The modeling of the experimental data shows that the kinetics of the model Eu sorption on the particles of α-ZrP can be described in the most satisfactory way using a model of film diffusion (FD). Taking into account the kinetic equations for FD, it is clear that the rate of kinetics is inversely proportional to the thickness of the surface film and the particle size of the sorbent (the particle size of the used particles was determined to be 150 nm in the previous work [32]). The results of the static sorption experiments show that the equilibrium weight distribution coefficients D_w for ²²⁵Ac in both hydrochloric and nitric acid reached the highest values of 14,303 ± 153 mL/g and 65,272 ± 612 mL/g, respectively, in the concentration range from 5.0 to 7.5 mM. From the comparison of these two results obtained for the equilibrium weight distribution coefficients D_w of ²²⁵Ac in both used acids, it can be concluded that nitric acid is a more promising environment for ²²⁵Ac sorption on the α-ZrP particles, and thus the use of nitric acid and α-ZrP can be considered as a very interesting combination for further research of ²²⁵Ac/²¹³Bi generator construction. The developed material seems to be very promising even in comparison with other separation systems often described as generator systems in the literature.
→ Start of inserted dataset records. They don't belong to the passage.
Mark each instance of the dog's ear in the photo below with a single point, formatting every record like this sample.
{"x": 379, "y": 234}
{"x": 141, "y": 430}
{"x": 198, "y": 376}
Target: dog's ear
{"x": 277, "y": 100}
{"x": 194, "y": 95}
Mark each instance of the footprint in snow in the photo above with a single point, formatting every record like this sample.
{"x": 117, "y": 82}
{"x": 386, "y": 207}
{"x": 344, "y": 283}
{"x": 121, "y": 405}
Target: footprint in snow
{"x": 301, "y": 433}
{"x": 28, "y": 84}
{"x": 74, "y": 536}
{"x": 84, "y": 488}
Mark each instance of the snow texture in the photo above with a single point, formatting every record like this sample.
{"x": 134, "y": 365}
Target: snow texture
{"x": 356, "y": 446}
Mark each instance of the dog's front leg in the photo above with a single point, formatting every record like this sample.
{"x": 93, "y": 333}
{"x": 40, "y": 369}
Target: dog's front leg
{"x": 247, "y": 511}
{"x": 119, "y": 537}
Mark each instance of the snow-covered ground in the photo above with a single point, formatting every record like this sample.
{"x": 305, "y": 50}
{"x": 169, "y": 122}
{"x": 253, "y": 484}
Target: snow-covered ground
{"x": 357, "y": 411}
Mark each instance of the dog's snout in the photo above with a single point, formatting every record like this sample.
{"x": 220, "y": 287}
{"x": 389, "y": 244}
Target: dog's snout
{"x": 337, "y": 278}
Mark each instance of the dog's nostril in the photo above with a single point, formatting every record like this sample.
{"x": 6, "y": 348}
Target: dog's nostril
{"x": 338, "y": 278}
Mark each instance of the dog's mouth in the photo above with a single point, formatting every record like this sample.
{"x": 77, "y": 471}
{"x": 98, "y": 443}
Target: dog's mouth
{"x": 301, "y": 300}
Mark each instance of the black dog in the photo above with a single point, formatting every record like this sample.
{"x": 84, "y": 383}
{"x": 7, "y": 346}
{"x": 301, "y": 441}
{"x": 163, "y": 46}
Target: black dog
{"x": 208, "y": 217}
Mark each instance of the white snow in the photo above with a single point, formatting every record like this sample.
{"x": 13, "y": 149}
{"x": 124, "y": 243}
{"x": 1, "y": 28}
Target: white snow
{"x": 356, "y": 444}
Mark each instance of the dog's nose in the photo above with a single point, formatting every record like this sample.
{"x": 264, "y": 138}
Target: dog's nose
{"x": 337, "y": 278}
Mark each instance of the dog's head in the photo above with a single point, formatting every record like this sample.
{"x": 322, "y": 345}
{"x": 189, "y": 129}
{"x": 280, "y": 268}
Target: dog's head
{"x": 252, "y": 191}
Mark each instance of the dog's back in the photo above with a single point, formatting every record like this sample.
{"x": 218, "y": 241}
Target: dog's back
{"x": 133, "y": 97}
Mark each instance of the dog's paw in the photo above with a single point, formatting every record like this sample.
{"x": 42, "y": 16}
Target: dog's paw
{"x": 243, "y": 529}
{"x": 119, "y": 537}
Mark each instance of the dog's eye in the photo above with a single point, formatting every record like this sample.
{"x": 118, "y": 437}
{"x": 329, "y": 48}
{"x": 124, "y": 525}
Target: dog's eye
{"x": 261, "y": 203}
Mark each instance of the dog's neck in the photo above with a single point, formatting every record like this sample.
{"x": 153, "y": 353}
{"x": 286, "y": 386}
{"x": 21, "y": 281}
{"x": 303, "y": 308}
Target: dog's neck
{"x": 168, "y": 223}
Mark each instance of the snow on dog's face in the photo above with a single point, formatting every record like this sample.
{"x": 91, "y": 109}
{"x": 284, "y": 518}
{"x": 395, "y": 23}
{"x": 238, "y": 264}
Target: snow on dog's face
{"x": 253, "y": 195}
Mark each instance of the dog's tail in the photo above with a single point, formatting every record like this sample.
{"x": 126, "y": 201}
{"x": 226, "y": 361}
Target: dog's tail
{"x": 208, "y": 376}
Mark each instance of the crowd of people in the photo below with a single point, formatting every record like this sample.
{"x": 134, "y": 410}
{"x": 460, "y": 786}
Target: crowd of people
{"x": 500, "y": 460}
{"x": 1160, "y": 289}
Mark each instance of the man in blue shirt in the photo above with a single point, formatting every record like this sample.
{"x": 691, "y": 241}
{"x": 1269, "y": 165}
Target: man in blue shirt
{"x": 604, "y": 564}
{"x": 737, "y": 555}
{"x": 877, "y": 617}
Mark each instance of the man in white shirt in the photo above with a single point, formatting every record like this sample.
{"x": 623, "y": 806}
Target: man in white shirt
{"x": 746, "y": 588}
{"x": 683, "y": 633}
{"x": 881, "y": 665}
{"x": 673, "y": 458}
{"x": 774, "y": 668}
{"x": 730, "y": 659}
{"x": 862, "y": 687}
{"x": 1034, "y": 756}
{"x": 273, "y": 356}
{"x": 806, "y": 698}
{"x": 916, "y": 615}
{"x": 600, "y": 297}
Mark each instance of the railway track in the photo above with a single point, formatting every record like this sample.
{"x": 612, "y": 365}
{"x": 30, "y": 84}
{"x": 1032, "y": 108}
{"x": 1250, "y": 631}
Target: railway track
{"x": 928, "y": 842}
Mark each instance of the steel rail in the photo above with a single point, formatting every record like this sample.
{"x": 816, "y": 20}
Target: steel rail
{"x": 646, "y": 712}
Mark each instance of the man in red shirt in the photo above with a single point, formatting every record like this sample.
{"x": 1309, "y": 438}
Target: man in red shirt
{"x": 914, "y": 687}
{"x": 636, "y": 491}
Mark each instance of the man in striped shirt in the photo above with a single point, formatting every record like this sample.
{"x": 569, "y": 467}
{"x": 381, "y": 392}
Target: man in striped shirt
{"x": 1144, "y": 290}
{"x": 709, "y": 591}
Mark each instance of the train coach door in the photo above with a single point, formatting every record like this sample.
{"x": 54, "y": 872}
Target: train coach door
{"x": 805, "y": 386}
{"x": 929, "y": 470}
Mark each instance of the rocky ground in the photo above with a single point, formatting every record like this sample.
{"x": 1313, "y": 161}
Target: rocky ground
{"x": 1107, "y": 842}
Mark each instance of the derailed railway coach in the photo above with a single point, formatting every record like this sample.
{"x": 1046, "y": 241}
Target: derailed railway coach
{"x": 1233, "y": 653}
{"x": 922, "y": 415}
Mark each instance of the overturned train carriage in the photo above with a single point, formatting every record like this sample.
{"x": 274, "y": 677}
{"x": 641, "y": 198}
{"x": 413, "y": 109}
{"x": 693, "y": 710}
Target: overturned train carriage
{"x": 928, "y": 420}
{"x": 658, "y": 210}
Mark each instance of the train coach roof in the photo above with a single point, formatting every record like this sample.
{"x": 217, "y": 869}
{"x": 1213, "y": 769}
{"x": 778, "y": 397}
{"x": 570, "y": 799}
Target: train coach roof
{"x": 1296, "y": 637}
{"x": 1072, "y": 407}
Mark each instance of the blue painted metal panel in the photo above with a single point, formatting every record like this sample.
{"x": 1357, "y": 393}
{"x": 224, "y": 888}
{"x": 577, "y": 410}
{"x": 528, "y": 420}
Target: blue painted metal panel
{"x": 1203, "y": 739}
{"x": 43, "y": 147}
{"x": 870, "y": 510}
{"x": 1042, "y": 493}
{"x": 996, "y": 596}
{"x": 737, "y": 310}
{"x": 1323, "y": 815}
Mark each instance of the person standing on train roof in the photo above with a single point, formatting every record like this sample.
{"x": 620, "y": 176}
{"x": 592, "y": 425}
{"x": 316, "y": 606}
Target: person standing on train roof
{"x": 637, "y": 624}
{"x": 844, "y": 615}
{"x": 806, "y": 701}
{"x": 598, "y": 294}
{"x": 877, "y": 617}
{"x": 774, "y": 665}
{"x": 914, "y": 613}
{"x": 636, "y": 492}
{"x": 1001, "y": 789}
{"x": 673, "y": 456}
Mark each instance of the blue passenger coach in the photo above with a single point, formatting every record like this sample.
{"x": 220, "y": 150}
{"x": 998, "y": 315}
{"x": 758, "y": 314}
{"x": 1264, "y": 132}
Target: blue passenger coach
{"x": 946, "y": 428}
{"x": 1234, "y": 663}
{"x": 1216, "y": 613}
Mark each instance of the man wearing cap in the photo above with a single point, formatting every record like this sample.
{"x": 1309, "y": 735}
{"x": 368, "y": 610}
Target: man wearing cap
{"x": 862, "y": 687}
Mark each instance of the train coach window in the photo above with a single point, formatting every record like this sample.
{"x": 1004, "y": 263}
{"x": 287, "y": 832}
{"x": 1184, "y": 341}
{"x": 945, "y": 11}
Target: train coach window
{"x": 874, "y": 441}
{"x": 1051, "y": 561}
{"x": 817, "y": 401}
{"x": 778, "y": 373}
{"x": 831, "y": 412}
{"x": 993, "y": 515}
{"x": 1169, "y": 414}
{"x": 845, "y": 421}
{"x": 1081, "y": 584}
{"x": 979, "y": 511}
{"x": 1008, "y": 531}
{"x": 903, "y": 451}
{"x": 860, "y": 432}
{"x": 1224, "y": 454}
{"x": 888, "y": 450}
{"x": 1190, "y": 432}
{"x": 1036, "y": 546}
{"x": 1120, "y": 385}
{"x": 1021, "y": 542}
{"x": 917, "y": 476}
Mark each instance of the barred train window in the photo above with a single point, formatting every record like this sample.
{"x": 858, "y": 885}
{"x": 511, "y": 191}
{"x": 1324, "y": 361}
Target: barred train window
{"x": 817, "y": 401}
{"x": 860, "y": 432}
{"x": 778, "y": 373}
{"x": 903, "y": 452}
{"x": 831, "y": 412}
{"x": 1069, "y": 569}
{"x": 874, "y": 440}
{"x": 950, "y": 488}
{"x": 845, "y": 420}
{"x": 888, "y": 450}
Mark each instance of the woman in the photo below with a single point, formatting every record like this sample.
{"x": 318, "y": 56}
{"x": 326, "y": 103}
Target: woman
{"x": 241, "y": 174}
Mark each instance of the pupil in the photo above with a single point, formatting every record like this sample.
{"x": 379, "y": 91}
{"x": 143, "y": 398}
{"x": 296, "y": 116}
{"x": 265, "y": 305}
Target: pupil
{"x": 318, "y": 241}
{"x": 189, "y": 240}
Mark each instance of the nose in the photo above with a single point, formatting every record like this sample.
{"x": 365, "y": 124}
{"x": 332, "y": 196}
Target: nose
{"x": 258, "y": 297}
Compared to the extraction agents used, their use for the purpose of separating ²¹³Bi from the parent ²²⁵Ac is described by some authors in the literature as a two-step process, where in the second step of the separation, the eluent is concentrated or the extractant molecule is removed and ²¹³Bi is converted into a salt form [41,42]. Generator separation systems for the separation of ²¹³Bi often appear in the literature, but they work as reverse systems, i.e., ²¹³Bi is filtered on the columns while the parent ²²⁵Ac flows through the column without retention to the column material and the ²¹³Bi is subsequently washed out with another eluent [42,43]. Even in comparison to these systems, the developed α-ZrP should be more advantageous, since it allows a classical separation in a direct arrangement. Compared with the above-mentioned separation systems, our developed material shows parameters and properties based on which it can be promised that the future generator system based on developed material combined with 5 mM nitric acid as eluent will give better results in terms of ²¹³Bi acquisition rate, ease of carrying, and, of course, price.